Proportionality as in US Federal Rules of Civil Procedure 26(b)(2)(C) is a principle, which ensures that the eDiscovery costs are proportional/balanced to the size of a legal case. In other words, it might be of a great value for a case to apply hundred of keywords, incorporate lots of data sources, review all data, etc. however the burden it would constitute for a defendant would be out of proportion.

The need for proportionality is increasing because of the exploding capacity of storage systems, as well as the amount of the data itself. The cost of one gigabyte of data in 1985 was around $100.000. Ten years later, in 1995, the cost was houndred-times smaller - around $1.000. This year, the average cost per gigabyte is around $0.02. This decrease in storage costs means that more data is being produced and stored each day, which causes an increase in costs for eDiscovery. And proportionality can help to keep the costs under control.

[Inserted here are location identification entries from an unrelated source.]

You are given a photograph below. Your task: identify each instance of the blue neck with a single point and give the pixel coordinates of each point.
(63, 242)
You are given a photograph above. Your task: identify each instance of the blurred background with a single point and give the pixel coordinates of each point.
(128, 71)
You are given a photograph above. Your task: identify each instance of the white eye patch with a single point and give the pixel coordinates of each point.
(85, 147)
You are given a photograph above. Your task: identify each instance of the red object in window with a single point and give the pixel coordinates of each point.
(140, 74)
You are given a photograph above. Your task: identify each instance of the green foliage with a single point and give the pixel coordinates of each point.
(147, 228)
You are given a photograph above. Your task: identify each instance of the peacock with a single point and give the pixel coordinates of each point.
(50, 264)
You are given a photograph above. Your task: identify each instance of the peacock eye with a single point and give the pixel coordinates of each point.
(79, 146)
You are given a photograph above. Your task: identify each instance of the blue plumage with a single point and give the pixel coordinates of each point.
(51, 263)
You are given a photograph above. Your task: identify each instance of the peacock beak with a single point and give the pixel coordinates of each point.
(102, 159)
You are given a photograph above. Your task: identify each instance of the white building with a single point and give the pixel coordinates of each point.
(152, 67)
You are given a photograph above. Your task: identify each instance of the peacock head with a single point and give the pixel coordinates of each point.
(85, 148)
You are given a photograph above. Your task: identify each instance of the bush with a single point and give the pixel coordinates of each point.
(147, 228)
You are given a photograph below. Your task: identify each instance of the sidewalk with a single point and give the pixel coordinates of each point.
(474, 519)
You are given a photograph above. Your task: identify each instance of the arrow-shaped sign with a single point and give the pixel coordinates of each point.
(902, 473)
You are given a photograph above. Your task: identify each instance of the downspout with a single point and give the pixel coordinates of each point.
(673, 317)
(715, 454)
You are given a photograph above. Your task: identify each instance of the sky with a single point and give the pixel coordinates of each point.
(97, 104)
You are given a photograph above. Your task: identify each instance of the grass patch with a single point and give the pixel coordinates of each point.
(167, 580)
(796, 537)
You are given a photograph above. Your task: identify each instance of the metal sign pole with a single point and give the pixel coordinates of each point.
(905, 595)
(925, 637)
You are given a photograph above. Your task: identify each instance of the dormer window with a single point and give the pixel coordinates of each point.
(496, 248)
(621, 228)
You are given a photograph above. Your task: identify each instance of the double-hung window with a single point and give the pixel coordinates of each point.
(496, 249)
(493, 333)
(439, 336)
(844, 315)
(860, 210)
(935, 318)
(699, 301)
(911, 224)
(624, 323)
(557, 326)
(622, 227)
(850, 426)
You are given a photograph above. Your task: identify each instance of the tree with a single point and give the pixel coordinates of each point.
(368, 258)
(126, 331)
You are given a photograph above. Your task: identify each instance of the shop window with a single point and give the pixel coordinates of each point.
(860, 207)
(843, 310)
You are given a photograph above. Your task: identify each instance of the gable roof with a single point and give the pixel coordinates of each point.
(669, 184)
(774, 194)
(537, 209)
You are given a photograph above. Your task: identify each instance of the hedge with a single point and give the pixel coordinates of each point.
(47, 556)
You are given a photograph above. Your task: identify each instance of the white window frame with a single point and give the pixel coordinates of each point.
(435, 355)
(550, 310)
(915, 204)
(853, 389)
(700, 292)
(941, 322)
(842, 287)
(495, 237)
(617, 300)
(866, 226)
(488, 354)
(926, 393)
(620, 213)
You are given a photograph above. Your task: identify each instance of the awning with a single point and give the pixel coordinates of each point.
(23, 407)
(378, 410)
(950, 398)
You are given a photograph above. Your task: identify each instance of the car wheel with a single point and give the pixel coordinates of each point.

During the pre-processing phase of each eDiscovery case the collected ESI (electronically stored information) can be culled very efficiently based on the metadata and other data properties (like MD5 hashes). This requires that the right set of metadata was preserved before and during the collection. I have often seen that not enough attention was paid to the metadata during the collection. Sometimes the important information available in the metadata was not collected at all. The more information we have about the data, the easier it is to classify it and ultimately come to a conclusion if the data can be of interest or not. Based on this experience, I would like to share some best practices on how to limit the total size of all the group share collections and the amount of the data that is involved in the eDiscovery process:

Before starting the collection:

  • If there is a possibility (during an interview or via a questionnaire), ask the custodians where they save the data on the (corporate) network. This can be difficult in cases when the custodian is not cooperative or left the organization.
  • Ask the IT administrator to produce reports for the individual custodians, listing all the access permissions to the network shares. The reports typically contain only the current permissions set as historical snapshots are often not available. Such reports provide great value for eDiscovery practitioners.

During the collection:

  • Make sure to collect the files and folders with the original time stamps. These are often referred to as MAC times (modified, accessed and created timestamps).
  • Most of the live acquisition tools for collection of data fail to preserve or don’t preserve at all ownership and permissions metadata of the file systems on network shares. For that reason it is necessary to request a list of permissions and ownership information for all data collected over the network (one can use icacls / cacls tool in MS Windows environments or ls -l in Unix / Linux environments).
  • Make sure to always collect the whole path starting from the root of the share as this can also be valuable information for the targeted review of data.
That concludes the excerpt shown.